## SPV Bloom filter construction, are false positives taken from the blockchain or just due to matching with other addresses

5

It is my understanding that the false positive addresses generated by an SPV bloom filter do not need to necessarily be on the blockchain (ie. be addresses that have been used already). Is that a correct way of thinking about SPV bloom filters?

5

Bloom filters are probabilistic, each attempted match you make with it has a specific chance of being a false positive. The rate of false positives is determined by the construction of the filter (how wide it is and how many elements have been added to it). A transaction either probably matches, or certainly doesn't match a given bloom filter.

BIP37 does not include Bitcoin addresses in the filter matching system, instead for every transaction in the block a given filter is matched with the TXID, every output script, every input script, and every data element in the input script. If any element matches the transaction is sent to the client, false positive or not is up to the client to decide.

It is my understanding that the false positive addresses generated by an SPV bloom filter do not need to necessarily be on the blockchain (ie. be addresses that have been used already).

BIP37 SPV filtering will only ever return either transactions from a block (including the merkle tree path to the block header), or transactions from their memory pool which match the given filter.
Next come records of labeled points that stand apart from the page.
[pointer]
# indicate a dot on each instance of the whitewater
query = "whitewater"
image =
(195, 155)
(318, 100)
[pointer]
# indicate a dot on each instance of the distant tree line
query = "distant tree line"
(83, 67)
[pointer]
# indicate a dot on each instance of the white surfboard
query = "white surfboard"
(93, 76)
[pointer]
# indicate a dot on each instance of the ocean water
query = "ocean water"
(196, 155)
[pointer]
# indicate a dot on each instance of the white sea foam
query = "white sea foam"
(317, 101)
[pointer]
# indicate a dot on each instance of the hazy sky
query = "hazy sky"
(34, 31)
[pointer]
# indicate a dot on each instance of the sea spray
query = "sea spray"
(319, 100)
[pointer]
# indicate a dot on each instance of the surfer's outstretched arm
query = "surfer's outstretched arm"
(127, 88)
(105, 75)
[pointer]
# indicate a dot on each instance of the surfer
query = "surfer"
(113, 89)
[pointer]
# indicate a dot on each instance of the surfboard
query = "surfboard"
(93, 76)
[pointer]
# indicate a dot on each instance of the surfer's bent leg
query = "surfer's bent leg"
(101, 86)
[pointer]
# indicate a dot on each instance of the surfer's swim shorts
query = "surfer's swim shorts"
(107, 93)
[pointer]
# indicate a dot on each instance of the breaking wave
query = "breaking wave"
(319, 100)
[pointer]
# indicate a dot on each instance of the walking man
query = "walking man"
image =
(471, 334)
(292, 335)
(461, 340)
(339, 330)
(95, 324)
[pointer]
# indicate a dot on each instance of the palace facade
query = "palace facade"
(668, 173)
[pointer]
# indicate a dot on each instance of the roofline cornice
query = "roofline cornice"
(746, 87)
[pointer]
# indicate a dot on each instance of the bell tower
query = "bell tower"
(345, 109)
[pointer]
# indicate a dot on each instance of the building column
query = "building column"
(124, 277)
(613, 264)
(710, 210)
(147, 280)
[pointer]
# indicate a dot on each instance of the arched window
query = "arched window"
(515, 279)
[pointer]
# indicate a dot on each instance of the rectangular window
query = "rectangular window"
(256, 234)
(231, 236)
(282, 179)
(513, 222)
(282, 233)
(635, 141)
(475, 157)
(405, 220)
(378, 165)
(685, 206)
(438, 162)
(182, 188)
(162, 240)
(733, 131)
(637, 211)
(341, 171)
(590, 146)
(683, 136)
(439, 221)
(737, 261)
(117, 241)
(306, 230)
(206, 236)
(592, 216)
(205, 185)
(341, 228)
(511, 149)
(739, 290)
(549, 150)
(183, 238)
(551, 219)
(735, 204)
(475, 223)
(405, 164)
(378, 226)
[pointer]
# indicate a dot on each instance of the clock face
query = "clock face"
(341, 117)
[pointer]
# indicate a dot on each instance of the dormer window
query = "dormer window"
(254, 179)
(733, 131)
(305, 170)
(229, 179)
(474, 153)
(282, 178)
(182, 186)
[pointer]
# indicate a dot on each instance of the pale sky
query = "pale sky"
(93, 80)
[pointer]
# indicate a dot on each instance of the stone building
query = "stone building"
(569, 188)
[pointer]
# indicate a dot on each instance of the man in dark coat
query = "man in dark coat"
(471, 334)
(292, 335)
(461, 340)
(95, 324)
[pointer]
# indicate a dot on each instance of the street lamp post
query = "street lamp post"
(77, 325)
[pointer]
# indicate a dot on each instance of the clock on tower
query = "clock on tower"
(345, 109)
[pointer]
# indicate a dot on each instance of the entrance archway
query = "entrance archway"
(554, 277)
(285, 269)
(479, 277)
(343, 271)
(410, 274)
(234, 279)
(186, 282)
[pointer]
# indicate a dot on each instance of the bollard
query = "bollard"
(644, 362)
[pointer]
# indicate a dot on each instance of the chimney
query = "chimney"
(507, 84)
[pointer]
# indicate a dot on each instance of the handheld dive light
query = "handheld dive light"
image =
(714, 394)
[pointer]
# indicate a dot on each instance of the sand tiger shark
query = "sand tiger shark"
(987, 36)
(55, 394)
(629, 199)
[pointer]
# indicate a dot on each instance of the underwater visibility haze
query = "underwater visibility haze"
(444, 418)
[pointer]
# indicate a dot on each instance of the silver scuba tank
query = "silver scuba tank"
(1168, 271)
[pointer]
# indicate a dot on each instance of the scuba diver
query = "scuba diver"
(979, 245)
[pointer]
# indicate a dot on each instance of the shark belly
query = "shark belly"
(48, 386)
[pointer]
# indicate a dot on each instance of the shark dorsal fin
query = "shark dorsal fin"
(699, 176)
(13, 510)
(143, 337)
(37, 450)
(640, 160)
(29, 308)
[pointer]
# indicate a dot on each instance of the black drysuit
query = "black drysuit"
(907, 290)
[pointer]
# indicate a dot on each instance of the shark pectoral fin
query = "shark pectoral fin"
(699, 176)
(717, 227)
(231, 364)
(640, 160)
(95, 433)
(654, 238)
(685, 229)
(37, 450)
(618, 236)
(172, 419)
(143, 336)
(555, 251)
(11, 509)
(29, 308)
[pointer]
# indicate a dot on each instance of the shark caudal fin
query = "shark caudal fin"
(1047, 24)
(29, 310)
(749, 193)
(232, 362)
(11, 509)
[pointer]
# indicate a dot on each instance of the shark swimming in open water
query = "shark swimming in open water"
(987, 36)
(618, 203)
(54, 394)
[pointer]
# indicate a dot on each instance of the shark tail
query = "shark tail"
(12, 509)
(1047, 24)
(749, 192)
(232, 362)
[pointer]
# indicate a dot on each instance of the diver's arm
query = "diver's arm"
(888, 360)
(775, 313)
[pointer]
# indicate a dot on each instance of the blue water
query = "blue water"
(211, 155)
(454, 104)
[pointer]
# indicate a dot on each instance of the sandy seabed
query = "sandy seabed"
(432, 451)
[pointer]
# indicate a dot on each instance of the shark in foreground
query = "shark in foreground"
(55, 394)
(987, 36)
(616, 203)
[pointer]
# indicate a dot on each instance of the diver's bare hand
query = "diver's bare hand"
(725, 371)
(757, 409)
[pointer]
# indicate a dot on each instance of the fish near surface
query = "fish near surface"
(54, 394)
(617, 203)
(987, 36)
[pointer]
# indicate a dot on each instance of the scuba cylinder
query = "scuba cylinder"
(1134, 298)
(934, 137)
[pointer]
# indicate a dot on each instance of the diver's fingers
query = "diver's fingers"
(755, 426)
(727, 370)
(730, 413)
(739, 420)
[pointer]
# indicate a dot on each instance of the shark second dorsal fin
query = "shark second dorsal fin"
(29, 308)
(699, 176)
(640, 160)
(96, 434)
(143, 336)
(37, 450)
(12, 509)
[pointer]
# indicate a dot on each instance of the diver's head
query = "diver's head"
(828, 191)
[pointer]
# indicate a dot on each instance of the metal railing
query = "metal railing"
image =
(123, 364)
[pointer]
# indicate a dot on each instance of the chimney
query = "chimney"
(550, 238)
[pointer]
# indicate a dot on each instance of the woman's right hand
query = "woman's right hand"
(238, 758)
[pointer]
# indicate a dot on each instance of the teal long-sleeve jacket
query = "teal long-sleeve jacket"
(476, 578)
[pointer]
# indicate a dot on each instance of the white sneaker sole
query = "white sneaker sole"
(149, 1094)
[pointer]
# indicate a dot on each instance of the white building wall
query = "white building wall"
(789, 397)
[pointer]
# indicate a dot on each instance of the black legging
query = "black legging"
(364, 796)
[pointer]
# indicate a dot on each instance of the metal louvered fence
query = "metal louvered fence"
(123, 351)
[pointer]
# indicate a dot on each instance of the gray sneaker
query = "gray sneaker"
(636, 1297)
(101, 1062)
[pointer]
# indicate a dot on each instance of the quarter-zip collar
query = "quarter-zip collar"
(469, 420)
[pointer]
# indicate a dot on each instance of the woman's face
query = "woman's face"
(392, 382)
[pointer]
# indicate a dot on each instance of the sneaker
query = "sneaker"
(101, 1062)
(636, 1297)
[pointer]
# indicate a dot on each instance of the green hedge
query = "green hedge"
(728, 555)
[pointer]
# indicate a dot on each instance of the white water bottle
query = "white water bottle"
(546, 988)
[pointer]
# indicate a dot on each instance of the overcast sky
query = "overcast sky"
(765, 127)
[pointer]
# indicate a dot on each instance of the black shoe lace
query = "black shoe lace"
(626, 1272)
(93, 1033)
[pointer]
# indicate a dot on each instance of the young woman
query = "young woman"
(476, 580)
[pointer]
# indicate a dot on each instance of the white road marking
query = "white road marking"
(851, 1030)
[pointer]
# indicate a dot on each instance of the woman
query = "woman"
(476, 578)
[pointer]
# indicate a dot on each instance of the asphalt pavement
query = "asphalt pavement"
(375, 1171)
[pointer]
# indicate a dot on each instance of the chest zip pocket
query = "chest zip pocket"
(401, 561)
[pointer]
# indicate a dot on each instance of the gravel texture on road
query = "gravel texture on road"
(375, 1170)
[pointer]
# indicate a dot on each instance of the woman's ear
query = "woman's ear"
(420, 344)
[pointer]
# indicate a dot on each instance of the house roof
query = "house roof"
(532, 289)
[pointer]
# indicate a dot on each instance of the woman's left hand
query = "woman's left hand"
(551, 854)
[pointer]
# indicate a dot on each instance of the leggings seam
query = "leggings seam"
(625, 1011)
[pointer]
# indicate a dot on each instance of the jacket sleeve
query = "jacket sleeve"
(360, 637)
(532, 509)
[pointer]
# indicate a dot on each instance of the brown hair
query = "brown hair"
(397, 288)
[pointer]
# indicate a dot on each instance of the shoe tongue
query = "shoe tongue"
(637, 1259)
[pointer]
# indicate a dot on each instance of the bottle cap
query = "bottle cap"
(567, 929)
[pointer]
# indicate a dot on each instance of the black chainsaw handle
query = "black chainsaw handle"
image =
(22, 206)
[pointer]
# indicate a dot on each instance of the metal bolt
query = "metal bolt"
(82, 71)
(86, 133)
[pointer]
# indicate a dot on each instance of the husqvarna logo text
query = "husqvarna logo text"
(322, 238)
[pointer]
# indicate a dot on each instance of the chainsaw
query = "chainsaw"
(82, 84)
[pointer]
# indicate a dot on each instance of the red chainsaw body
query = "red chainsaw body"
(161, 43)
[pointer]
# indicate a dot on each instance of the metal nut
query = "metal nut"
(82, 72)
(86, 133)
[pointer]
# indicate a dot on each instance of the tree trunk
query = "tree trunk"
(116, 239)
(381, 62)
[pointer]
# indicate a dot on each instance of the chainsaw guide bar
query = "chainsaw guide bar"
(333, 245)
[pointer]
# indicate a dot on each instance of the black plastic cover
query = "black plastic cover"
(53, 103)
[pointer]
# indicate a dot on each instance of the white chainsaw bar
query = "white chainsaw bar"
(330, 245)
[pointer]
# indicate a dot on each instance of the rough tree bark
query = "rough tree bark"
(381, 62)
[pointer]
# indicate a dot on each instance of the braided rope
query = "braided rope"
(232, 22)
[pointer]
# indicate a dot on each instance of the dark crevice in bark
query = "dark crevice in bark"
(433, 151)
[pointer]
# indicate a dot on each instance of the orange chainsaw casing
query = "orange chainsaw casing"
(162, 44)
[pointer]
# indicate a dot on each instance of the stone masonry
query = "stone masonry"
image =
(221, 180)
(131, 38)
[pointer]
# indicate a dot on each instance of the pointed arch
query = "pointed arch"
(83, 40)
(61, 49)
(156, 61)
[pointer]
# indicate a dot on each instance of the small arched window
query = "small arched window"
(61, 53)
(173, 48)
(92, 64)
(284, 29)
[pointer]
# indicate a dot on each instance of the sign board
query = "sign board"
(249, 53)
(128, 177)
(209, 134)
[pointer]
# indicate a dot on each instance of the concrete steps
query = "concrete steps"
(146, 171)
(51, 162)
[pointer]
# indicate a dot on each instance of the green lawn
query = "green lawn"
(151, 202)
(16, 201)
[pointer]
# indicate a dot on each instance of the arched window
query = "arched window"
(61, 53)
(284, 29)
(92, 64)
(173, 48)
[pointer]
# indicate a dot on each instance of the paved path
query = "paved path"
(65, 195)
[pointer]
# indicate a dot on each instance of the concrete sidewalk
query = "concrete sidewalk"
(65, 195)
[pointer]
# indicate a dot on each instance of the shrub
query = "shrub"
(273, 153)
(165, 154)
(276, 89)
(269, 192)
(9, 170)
False positives aren't created out of nowhere, they just happen to be other transactions which fit a criteria given by the client.

The intent was originally that clients would tune the level of false positive transactions to obscure their real intention from the peer they are talking to, but in practice this appears to be completely ineffective.

1

false positives addresses ... do not need to necessarily be on the blockchain

You can think of bloom filter matching like a function.

def matches(tx, filter):
...


You could make a transactions that returns true for this function with a given filter, which also was not meant to return true for that transaction, so false positives can exist outside of the blockchain data. But to see it in practice, a false positive will almost always come from the blockchain/p2p network.